Bu arada kulübeye dönmeden cüzdanı aldığım yere koymuştum. Ağacın altına...
"Ne yapacağız?" dedi alışılagelmiş ses tonuyla. "Defterin yerini biliyor musun.?"
-"Annemin gizli eşyalarını koyduğu bir kutu var. Bizim çiftlik evinde olmalı. "
-"Peki, Nerede o ev?"
Defterin yerini ona söylemeyecektim tabi ki. Benim tabirimle, sinsi bir ajana onu vermek saçmalık! Hiçbir şey söylemeden kapıyı çarpıp gittim.
Rüzgar yine şiddetle esiyordu , hissediyordum.. Seviyordum bu hissi, her seferinde biraz daha çok.. Ve rüzgarın eşsiz dansına yağmur da dahil olmustu. Her bir damlası ahengle yere çarpıyor, kalbimizde özgürlüğün senfonisini çalıyordu adeta. Bense bu büyüde kaybolmus, olanları başlı başına incelemeye başlamıştım.. Her yanlız kaldığımda yaptığım gibi..
Şaka yapıyor olmalısın! Ormanın yeşillikleri içinde, saklandığım ağacın dibinde bulmuştu beni. Yine! Hayır, hayır onunla konuşmamalıydım.
Bu sefer masum bakışlarıyla geldi.. "Neler oluyor?, benden şüphe mi duyuyorsun? Ben sana yardım ettim." diye söyleniyordu. Ya yanlış anladıysam? Ya o takım elbiseli, FBI kılıklı ajanlar koyduysa o cüzdanı oraya? Ona inanmak istiyordum. Çünkü zaten yalnız olduğum hayatta vasatları oynayacak olmak beni daha da çok korkutuyordu.
Ve pes! Tamam. Teslim oluyorum. Ona inandım. Bu sırada Savaş, aynı şeyleri söyleyip söyleyip duruyordu. "Neler oluyor? Ne yaptım ben? Bana güvenmelisin!"
"Tamam."dedim başımı öne eğerek. "Sana inanıyorum."
Tebessümle 'şükür' dercesine sarıldı bana. Mutluluğu hissedebiliyordum. Hissini unuttuğum mutluluğu. Şaşırmıs olmama rağmen tepki vermedim. Ama bu yolda Savaş'la birlikte savaşabileceğime inanmak dahi bana kısa süreliğine huzur vermeye yetmisti.

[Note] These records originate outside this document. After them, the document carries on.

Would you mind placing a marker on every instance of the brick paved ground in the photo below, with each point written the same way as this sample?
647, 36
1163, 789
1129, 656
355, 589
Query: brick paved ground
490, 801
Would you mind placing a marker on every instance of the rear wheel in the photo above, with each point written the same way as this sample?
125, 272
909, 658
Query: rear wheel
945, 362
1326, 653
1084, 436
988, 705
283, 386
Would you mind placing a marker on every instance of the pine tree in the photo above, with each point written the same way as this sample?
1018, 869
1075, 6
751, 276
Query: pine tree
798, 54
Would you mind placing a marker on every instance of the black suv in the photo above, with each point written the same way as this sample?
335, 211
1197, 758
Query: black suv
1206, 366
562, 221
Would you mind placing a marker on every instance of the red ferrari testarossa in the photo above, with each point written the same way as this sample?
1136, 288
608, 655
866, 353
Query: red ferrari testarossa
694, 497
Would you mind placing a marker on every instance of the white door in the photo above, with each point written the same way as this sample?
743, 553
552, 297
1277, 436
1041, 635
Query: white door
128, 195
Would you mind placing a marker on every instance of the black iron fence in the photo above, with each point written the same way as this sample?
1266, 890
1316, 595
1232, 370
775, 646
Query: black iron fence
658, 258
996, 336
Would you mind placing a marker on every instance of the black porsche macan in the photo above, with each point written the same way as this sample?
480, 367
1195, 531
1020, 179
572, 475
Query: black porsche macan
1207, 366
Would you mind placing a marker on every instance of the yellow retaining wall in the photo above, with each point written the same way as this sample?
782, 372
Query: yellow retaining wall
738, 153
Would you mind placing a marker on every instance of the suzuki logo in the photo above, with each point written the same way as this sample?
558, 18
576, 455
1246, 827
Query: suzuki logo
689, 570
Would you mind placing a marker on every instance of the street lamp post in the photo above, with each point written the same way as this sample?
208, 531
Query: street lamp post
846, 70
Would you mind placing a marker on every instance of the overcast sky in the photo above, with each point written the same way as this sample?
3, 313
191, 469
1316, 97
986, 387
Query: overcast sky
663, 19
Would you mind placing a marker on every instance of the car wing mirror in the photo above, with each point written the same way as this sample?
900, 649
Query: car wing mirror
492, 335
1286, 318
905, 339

Hava oldukça soğumuştu. Şiddetle esen rüzgara bir de yağmur eklenince üzerimizdeki kıyafetler ısınmamıza yetmiyordu. Üşüyorduk. Bulunduğumuz yer kulübeye fazlasıyla uzak olduğundan, bir ağacın altına kıvrılmış bu geceyi atlatmanın derdine düşmüştük.
Gizemli yol arkadasım, kafayı koyar koymaz uyumuştu . Ben uyuyamıyordum. Hala içinde bulunduğum kurguya zerre kadar anlam verememiştim. "O defterim içinde ne vardı?". Bir an önce çiftlik evine gitmeliydik. Çiftlik evi? Olamaz! Annemler onu yıllar önce üvey kardeşimin üzerine kaydetmislerdi. Benim biricik, paragöz kardeşim. Ve en önemlisi defter orada tehlikedeydi.
Bir anda;
"Kalkmalıyız." diye bağırdım. "Çiftliğe gitmeliyiz. Her şey çok geç olmadan o defteri bulmalıyız!"
ŞİMDİ OKUDUĞUN
Kaybolmuş Anılar
Fanfiction"Bugüne; yaşadıklarını, aslında yaşamamış olarak uyanmak.."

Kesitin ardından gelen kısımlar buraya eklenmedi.